### Get authors in 'The_Donald' and 'politics' subreddits

In [1]:
import os
import time

start_time = time.process_time()
# Read author list from previously extracted author file
don_author_list = []
with open('./authorList/donList.txt') as file:
    for author in file:
        don_author_list.append(author.split('\n')[0])
pol_author_list = []
with open('./authorList/polList.txt') as file:
    for author in file:
        pol_author_list.append(author.split('\n')[0])
# Read mutual author list from previously extracted author file
mutual_author_list = []
with open('./authorList/mutualAuthorList.txt') as file:
    for author in file:
        mutual_author_list.append(author.split('\n')[0])

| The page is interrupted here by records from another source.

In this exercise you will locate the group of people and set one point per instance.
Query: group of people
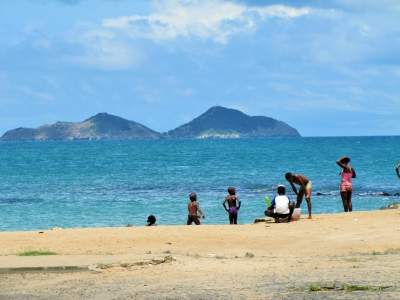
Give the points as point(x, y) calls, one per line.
point(233, 207)
point(280, 206)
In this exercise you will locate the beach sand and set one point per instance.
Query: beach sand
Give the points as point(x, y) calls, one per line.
point(331, 253)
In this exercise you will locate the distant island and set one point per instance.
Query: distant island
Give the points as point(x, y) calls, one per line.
point(217, 122)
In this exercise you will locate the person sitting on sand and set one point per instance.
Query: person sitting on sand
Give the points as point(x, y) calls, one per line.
point(305, 188)
point(346, 187)
point(281, 206)
point(193, 207)
point(233, 210)
point(151, 220)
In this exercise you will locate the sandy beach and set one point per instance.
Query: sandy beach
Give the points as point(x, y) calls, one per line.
point(339, 256)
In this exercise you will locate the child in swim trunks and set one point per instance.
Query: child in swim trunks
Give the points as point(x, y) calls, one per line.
point(346, 187)
point(233, 209)
point(193, 207)
point(305, 189)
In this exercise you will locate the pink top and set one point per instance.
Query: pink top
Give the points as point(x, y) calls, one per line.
point(346, 177)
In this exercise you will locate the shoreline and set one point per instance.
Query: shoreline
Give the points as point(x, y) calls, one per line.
point(303, 216)
point(325, 228)
point(280, 260)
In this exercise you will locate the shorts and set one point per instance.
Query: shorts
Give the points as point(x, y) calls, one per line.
point(308, 186)
point(346, 187)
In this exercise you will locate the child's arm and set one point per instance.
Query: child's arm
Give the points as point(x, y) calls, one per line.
point(201, 213)
point(239, 202)
point(223, 204)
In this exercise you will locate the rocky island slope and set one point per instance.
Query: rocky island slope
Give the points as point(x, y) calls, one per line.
point(217, 122)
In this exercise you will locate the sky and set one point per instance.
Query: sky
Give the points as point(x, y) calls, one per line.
point(325, 67)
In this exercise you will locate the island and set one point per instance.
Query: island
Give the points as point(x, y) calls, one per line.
point(217, 122)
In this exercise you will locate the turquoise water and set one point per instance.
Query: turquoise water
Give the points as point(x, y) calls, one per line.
point(73, 184)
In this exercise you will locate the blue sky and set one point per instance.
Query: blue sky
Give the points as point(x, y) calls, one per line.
point(327, 68)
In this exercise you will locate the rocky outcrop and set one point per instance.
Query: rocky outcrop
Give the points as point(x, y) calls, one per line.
point(217, 122)
point(99, 127)
point(221, 122)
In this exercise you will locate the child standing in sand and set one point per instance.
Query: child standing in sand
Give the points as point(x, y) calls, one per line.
point(193, 207)
point(233, 210)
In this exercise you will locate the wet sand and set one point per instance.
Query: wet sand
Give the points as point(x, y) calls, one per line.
point(330, 253)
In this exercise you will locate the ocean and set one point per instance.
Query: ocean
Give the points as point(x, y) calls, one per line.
point(78, 184)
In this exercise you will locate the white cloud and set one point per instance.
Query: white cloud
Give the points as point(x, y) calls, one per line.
point(104, 50)
point(205, 19)
point(40, 95)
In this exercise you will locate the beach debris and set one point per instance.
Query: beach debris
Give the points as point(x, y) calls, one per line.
point(395, 205)
point(259, 220)
point(220, 257)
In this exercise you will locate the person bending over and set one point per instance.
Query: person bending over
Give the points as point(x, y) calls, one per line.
point(304, 189)
point(281, 206)
point(233, 209)
point(193, 207)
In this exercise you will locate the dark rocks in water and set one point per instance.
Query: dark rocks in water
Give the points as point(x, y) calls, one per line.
point(395, 205)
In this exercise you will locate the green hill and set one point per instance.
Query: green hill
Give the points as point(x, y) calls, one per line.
point(221, 122)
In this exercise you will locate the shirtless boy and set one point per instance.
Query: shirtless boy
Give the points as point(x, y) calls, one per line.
point(305, 188)
point(193, 207)
point(233, 210)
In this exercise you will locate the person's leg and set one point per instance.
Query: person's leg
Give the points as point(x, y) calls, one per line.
point(349, 201)
point(299, 198)
point(268, 213)
point(230, 218)
point(308, 196)
point(345, 201)
point(291, 209)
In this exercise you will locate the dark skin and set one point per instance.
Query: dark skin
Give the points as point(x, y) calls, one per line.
point(343, 162)
point(302, 181)
point(231, 199)
point(193, 208)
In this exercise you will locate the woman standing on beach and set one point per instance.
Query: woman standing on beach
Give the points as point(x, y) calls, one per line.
point(346, 187)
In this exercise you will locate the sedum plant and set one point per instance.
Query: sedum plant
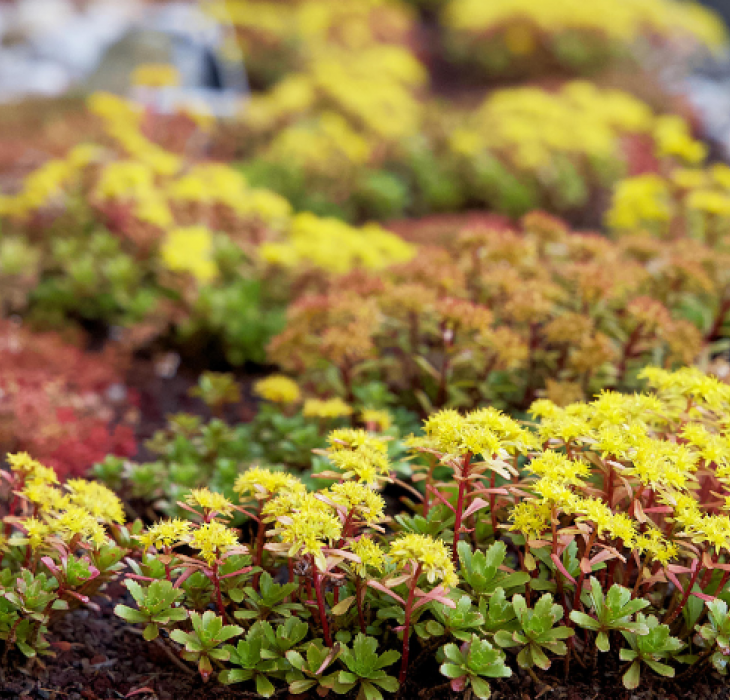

end_time = time.process_time()
print('running time: ', (end_time-start_time))
print('authors in The_Donald: ', len(don_author_list))
print('authors in politics: ', len(pol_author_list))
print('authors in both The_Donald and politics: ', len(mutual_author_list))

running time:  0.2668570000000001
authors in The_Donald:  145776
authors in politics:  251153
authors in both The_Donald and politics:  48168


### Sentimental Score Distribution for each user in 'The_Donald' and 'politics'

In [2]:
import os
import pandas as pd
import plotly.plotly as py
import plotly.figure_factory as ff

def gextAuthorSentiscores(file_path, folder_path):
    author_list = []
    with open(file_path) as file:
        for author in file:
            author_list.append(author.split('\n')[0])
    # Initialize dict with value 0 and key are the authors
    author_comm_count = {key: 0 for key in author_list}
    author_scores = {key: 0 for key in author_list}

#     folder_path = './The_Donald'
    files = os.listdir(folder_path)
    process = 0
    file_num = len(files)
    
    for file in files:
        process += 1
        filename = '{0}/{1}'.format(folder_path, file)
        try:
            df = pd.read_csv(filename, sep='\t')
            authors = df['author']
            for author in authors:
                author_comm_count[author] += 1
            for author in authors.unique(): # Get the sum of senti_score for each author
                author_scores[author] += df.loc[df['author'] == author, ['senti_score']].sum()
            print('Processing {0}/{1}'.format(process, file_num))
        except:
            pass
            
        author_avgScore = {}
        count_limit = 50 # Only concern those authors who post more than 50 comments
        for author in author_comm_count.keys():
            try:
                if author_comm_count[author] > count_limit: # Calculate the average senti_score for each author
                    author_avgScore[author] = author_scores[author] / author_comm_count[author]
            except:
                pass

    # Convert average author senti_score dict to DataFrame, sort by senti_score
    df_avgScore = pd.DataFrame(author_avgScore)
    df_avgScore = df_avgScore.transpose().sort_values('senti_score', ascending=False)
    return df_avgScore['senti_score'].values



In [None]:
# Calculate average senti_score for each author in 'The_Donald' subreddit
don_file_path = './donList.txt' # Path to the author list in 'The_Donald'
don_folder_path = './The_Donald' # Previous extracted data folder
don_authors_senti = getAuthorSentiscores(don_file_path, don_folder_path)
# don_authors_senti.to_csv('./sentiscore_analysis/don_author.csv', sep='\t')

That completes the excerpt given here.